With a clean bill of health and whole new outlook I was able to think about races and fun things I wanted to do.  My first goal was running speed. With my Coach committed to forgetting I'm an ultra runner and train me solely for speed I was on my way.  Now the workouts were paying dividends!  My track times were coming down and progress was being made.  There is nothing more motivating than making progress.  Measurable, quantifiable results are what we all need.  I ran the 20.13K in forest grove at an 8 min pace then ran the Vancouver Lake Half Marathon in a 7:41 pace.  I was so excited!  It's not anywhere near my PR just 4 years ago but it was serious progress as of late.  

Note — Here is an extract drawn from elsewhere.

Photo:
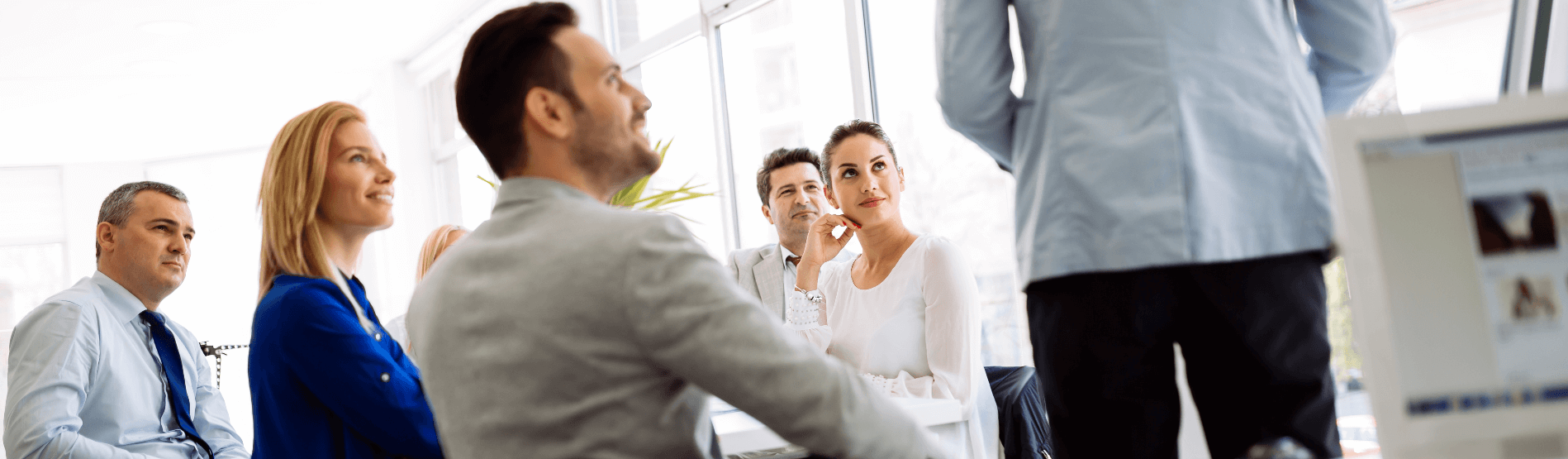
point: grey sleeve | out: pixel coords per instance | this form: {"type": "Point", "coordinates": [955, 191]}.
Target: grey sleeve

Last weekend I ventured up to Orcas Island 50K.  Not at all in shape for this very hard 50K I second guessed myself all the way up the final 10 miles of the race.  My coach didn't really have much to say about whether or not I should do this.  He felt I had the endurance in my body somewhere and more than enough experience to understand it.  He left it up to me.  My longest run since September was 17 miles of which only 9 was on trail.  Everything I've been doing has been on the road. I have been in the weight room working on solid honest to god Deadlifting with Chris and Jeron at Savage Strength.  This has been awesome for my running form, glute strength and hip mobility.  All the things I have been (and most runners) struggling with for a while. It's really key to keeping me injury free. During Orcas I was surprised at how all that I have been doing played well into this event. I started out in the back where I belonged and took it easy for the first 15.  Since I thought the wheels were going to fall off at about 20 miles I wanted to be smart and realistic.  I ended up running negative splits and actually felt amazing at mile 20 and decided I would throw caution to the wind. I ran the first 14.6 in 3:46 and finished in 7:16, can't complain! I had never been to Orcas Island before and since this was a Rainshadow event I couldn't pass up the chance to see it.  Beautiful!  I was in a state of pure bliss all day.We got a bluebird day taboot! My quads were pretty sore on Sunday.  Can't remember the last time a 50K did this to me but it was a great injection of wilderness.